Salmonella bacteria flip an electric switch as they hitch a ride inside immune cells, causing the cells to migrate out of the gut toward other parts of the body, according to a new study publishing on April 9 in the open-access journal PLOS Biology by Yaohui Sun and Alex Mogilner of New York University and colleagues. The discovery reveals a new mechanism underlying the toxicity of this common food-borne pathogen.

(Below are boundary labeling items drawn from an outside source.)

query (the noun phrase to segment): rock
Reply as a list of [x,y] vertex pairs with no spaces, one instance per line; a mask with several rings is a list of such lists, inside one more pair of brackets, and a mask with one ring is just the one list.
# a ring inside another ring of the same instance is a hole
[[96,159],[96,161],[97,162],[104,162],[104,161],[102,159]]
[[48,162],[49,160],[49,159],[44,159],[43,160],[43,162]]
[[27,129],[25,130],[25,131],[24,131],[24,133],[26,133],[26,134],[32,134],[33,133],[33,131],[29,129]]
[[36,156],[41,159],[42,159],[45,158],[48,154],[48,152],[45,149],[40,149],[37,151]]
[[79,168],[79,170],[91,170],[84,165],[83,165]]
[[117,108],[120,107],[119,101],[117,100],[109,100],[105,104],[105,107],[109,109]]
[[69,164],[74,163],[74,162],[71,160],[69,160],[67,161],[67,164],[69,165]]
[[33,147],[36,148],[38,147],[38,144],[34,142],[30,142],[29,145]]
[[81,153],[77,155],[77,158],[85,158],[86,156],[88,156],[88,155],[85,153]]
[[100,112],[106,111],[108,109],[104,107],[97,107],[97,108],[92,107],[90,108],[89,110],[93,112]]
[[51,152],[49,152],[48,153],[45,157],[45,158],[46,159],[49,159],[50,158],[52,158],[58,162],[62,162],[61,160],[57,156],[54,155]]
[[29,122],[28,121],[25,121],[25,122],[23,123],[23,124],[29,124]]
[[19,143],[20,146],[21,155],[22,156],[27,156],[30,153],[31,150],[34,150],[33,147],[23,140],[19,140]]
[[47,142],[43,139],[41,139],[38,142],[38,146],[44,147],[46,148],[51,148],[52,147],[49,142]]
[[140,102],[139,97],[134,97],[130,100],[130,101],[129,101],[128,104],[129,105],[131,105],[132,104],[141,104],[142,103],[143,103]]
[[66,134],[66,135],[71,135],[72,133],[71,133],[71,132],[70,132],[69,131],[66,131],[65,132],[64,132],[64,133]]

Salmonella are among the commonest, and deadliest, causes of food poisoning, causing over 400,000 deaths every year. Many of those deaths result when the bacteria escape the gut inside immune cells called macrophages. Macrophages are drawn to bacteria in the gut by a variety of signals, most prominently chemicals released from the site of infection. Once there, they engulf the bacteria as a regular part of their infection-fighting job. However, rather than remaining there, bacteria-laden macrophages often leave the site and enter the bloodstream, disseminating the bacteria and greatly increasing the gravity of the infection.
Tissues such as the gut often generate small electrical fields across their outer surfaces, and these electrical fields have been known to drive migration of cells, including macrophages. In the new study, the authors first showed that the lining of the mouse cecum (the equivalent of the human appendix) maintains a cross-membrane electrical field, and that Salmonella infection altered this field and contributed to the attraction of macrophages. Measurements of the polarity of the local charge indicated that the macrophages were attracted to the anode, or positively charged pole within the field. Once they engulfed bacteria, however, they became attracted to the cathode and reversed their migratory direction, moving away from the gut lining, toward vessels of the circulatory system. This switch was driven by a in the composition of certain charged surface proteins on the macrophages; the mechanism by which bacterial engulfment triggers this change is still under investigation.
“Dissemination, rather than localized infection, is the greatest cause of mortality from Salmonella (and other food-borne bacteria), and so understanding more about this polarity switch is likely to help develop new treatments to reduce deaths from food-borne bacterial infections,” said Mogilner.